Strange delays (Analyzer 24MHz, 8ch + Logic 2 v2.3.55)

Hi,

I want to make an arduino pro mini 16MHz based “emulator”, which requires responses within 15usec from the trigger. I had several measurements and I was really mad about it. Anything I tried I got ~11.5usec delay from the trigger to the first command in the top prio interrupt. Then I disabled all interrupts and I made the rising edge detection and the response form the main program. The same. I had disassembled the code. Everthing was OK, nothing justified the ~11.5usec delay. Simply there was nothing between the “while” and the first command of the response.

I use a Saleae Logic Analyzer 24MHz-8ch with Logic 2 v2.3.55.

Now I tried to change the input and output pin on arduino. Then start Logic 2, triggering rising edge of input pin. Now ~8usec delay.


Some hint: the during the while cycle in which I wait for the rising edge I create a square wave (125ns On, 375ns OFF). After getting the rising edge double on and double off (250ns, 250ns) and 3 time on-off (125ns, 125ns)

During this measurement ch1 was the input and ch2 the output, trigger was ch1 rising.

Then I switched the measuring channels and the trigger.


As you can see, now everything is prefect. After rising edge of input, the on-off cycle ran, exited the while cycle, double on, double off, 3x on-off.
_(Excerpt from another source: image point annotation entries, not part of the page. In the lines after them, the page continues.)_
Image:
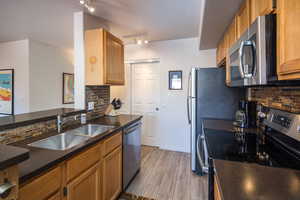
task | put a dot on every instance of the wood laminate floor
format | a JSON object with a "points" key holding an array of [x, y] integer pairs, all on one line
{"points": [[166, 175]]}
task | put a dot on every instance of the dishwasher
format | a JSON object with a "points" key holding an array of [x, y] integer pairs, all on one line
{"points": [[131, 152]]}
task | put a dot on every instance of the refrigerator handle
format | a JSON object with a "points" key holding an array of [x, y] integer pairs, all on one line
{"points": [[188, 99]]}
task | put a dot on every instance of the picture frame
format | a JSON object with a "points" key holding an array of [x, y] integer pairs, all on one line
{"points": [[7, 91], [175, 80], [68, 88]]}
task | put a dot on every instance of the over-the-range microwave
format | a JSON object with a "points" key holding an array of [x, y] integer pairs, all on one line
{"points": [[252, 59]]}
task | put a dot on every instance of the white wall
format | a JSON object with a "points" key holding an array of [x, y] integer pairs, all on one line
{"points": [[79, 60], [47, 64], [15, 55], [174, 55]]}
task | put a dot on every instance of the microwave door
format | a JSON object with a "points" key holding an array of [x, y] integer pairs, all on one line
{"points": [[235, 75], [248, 65]]}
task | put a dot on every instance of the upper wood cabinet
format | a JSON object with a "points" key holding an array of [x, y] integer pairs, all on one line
{"points": [[260, 8], [288, 33], [243, 18], [104, 58]]}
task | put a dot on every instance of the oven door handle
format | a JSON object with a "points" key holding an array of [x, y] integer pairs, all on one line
{"points": [[202, 163]]}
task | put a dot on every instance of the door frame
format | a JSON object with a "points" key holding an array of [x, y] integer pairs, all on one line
{"points": [[130, 64]]}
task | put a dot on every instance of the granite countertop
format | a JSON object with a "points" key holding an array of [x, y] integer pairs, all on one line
{"points": [[250, 181], [41, 160], [10, 155], [15, 121]]}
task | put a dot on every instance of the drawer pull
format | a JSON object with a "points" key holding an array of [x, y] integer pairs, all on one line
{"points": [[5, 189]]}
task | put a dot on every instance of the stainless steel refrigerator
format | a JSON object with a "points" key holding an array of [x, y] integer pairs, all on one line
{"points": [[208, 97]]}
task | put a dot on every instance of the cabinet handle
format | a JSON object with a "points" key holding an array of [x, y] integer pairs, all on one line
{"points": [[5, 189]]}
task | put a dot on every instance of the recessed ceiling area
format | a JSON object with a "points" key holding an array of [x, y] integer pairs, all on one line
{"points": [[216, 16], [51, 21], [153, 19]]}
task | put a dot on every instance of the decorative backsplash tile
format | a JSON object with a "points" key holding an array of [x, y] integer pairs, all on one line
{"points": [[21, 133], [283, 98]]}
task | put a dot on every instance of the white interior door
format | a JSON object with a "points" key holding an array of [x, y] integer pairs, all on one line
{"points": [[145, 99]]}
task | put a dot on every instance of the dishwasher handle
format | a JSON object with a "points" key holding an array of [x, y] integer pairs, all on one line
{"points": [[132, 128]]}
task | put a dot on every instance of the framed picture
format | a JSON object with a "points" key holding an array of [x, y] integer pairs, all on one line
{"points": [[68, 88], [175, 80], [6, 91]]}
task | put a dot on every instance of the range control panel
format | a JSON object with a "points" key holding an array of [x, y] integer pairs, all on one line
{"points": [[284, 122]]}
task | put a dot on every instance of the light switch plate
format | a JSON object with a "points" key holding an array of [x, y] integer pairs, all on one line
{"points": [[91, 105]]}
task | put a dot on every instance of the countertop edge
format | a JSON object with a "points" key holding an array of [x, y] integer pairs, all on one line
{"points": [[14, 159]]}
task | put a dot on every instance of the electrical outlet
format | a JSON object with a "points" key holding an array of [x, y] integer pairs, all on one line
{"points": [[91, 105]]}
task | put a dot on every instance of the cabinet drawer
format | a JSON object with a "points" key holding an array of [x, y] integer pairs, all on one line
{"points": [[41, 188], [83, 161], [112, 143]]}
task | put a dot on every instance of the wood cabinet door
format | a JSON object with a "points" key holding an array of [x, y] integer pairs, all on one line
{"points": [[112, 175], [114, 72], [243, 18], [86, 186], [94, 57], [260, 8], [288, 33], [42, 187]]}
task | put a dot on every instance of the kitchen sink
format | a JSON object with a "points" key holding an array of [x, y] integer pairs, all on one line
{"points": [[91, 130], [62, 141]]}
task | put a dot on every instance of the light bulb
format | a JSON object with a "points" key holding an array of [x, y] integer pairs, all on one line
{"points": [[91, 9]]}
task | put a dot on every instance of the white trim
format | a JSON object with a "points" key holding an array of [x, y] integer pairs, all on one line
{"points": [[140, 61]]}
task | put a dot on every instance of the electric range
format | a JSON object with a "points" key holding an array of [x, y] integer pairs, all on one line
{"points": [[277, 145]]}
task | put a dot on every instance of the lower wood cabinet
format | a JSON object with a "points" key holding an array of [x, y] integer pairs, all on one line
{"points": [[87, 186], [43, 187], [112, 174]]}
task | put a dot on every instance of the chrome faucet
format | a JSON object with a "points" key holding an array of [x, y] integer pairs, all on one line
{"points": [[61, 121]]}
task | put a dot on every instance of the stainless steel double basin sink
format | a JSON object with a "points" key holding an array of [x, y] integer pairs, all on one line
{"points": [[71, 138]]}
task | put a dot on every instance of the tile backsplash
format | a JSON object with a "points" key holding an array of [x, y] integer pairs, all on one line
{"points": [[283, 98], [100, 95]]}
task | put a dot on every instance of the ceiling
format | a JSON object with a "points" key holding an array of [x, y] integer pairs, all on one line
{"points": [[216, 16], [51, 21]]}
Counter-test again. Input ch1, output ch2, trigger ch1 rising. The same delay again.

I made a “counter counter-test”, I switched the measuring wires. The wires are perfect. The delay occurs when input and trigger is on ch1.

Can someone explain it?

Is it Saleae Analyzer fault or Logic 2 v2.3.55 bug? (I barely think that the arduino can do such strange things as it looked like the edge detection delayed 11,5usec)
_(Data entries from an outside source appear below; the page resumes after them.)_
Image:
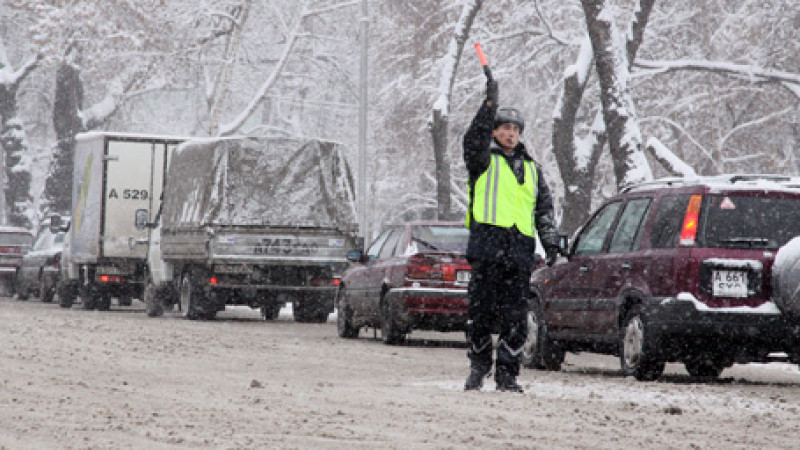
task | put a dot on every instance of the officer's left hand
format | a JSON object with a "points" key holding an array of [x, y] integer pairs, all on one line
{"points": [[551, 255]]}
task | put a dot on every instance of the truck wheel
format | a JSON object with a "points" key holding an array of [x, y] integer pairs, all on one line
{"points": [[46, 293], [310, 309], [192, 298], [67, 293], [125, 300], [703, 369], [104, 302], [344, 319], [635, 347], [153, 303], [90, 297], [539, 352], [270, 311], [19, 287]]}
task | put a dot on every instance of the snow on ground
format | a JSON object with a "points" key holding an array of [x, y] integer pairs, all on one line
{"points": [[87, 379]]}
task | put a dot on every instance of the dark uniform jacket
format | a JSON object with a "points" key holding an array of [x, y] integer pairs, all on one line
{"points": [[489, 242]]}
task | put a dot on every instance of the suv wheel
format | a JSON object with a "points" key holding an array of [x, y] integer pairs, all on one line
{"points": [[539, 352], [636, 342], [344, 319]]}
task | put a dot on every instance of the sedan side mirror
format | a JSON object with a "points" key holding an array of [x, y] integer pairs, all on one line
{"points": [[563, 244], [355, 256], [57, 224]]}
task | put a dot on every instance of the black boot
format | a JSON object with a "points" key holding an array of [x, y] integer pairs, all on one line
{"points": [[475, 378], [507, 382]]}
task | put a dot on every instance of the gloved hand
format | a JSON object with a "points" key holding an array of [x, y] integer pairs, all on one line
{"points": [[551, 255], [492, 91]]}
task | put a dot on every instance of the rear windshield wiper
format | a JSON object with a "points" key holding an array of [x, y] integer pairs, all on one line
{"points": [[424, 242], [751, 242]]}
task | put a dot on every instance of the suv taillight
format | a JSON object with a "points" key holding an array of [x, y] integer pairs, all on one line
{"points": [[689, 229], [423, 268]]}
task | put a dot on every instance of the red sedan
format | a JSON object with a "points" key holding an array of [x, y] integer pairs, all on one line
{"points": [[413, 276]]}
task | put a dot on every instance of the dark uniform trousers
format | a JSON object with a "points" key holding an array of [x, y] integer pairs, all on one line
{"points": [[497, 294]]}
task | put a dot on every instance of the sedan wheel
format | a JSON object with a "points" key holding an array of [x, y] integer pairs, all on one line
{"points": [[635, 343], [153, 305], [390, 332]]}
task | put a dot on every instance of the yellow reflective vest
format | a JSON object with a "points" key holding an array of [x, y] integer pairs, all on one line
{"points": [[497, 198]]}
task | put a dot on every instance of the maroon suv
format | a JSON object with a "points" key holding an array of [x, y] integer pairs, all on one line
{"points": [[672, 270]]}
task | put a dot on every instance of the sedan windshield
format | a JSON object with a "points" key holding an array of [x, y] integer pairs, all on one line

@mernok1 This is definitely strange. I can’t say I know what’s going on here unfortunately. How exactly are you changing the input and output pin on the Arduino? Are you doing it in code without swapping the Logic wires? Or are you swapping the Logic wires without changing the code?

  • If you are changing the code, the delay is likely caused by the Arduino
  • If you are physically swapping the wires and not changing your code, then it does seem to point to some kind of input impedance variation in your Logic (still doesn’t quite make sense how that would case a digital response delay though, but it seems to be the most prime suspect). It’s hard to believe it would be coincidence if you kept swapping the wires back and forth and noticed a consistency in delay timings.
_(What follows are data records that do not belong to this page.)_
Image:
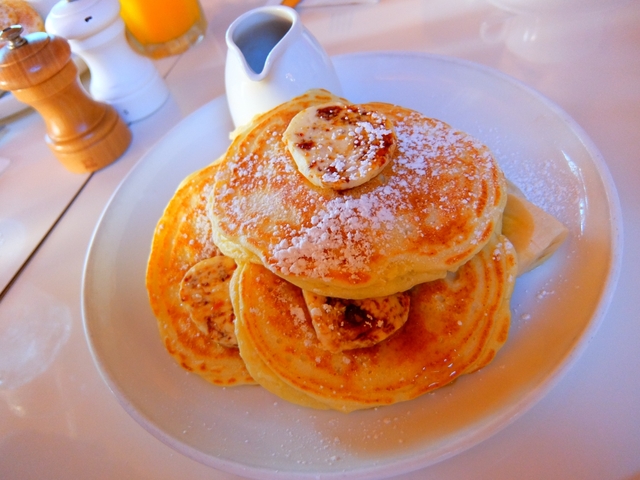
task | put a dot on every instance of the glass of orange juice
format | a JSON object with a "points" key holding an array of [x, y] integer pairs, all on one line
{"points": [[159, 28]]}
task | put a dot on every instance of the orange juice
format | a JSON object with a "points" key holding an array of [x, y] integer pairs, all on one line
{"points": [[162, 27]]}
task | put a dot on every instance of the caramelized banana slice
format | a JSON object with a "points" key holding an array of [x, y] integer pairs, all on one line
{"points": [[204, 291], [340, 146], [534, 233], [342, 324]]}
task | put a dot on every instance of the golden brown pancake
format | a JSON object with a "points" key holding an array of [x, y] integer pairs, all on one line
{"points": [[455, 326], [182, 239], [429, 211], [343, 324]]}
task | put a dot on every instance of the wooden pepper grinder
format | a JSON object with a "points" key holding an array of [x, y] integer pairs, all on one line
{"points": [[85, 135]]}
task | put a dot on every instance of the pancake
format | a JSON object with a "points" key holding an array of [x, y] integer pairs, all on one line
{"points": [[430, 210], [342, 324], [455, 326], [182, 239]]}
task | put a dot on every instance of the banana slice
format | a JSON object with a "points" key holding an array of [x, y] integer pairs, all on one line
{"points": [[534, 233], [204, 292], [342, 324], [340, 146]]}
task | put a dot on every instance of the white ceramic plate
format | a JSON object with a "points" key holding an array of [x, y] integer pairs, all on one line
{"points": [[245, 430]]}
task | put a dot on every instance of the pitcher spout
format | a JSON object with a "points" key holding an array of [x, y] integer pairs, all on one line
{"points": [[258, 37], [271, 58]]}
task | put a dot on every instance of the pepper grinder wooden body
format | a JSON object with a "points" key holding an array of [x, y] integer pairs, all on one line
{"points": [[85, 135]]}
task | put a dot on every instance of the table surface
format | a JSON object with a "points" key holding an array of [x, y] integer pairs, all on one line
{"points": [[59, 420]]}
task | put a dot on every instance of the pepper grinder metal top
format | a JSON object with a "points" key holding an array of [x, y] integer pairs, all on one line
{"points": [[119, 76], [85, 135]]}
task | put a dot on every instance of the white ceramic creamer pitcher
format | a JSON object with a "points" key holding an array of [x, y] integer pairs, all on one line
{"points": [[271, 58]]}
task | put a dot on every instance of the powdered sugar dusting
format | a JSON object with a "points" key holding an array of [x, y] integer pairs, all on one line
{"points": [[439, 191]]}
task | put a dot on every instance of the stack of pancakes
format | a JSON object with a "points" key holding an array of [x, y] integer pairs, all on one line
{"points": [[342, 256]]}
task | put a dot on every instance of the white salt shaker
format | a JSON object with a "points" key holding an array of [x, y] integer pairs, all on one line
{"points": [[119, 76]]}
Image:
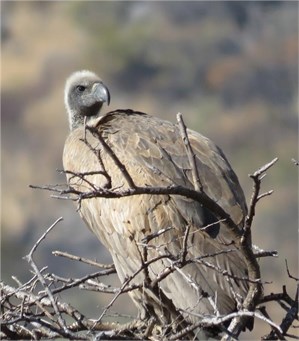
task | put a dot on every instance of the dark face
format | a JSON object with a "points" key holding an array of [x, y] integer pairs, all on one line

Also, which exact Saleae Logic model do you own? You can refer to the photos below. We have a few 8 channel devices and I’d like to know your exact model number:

hi,

sorry for the late answer. I only swapped physically the wires, every other thing remained the same.

And what a shame. :man_facepalming: Based on your identification guide I discovered that my product (it was a gift…) is a chinese copy. (looks like this: Saleae Logic Analyzer Knockoff Hacking | Hackaday )

I am really sorry for disturbing you with chinese crap. :zipper_mouth_face:

@mernok1 Ah I see - that might explain it. Apologies we’re unable to help debug that for you.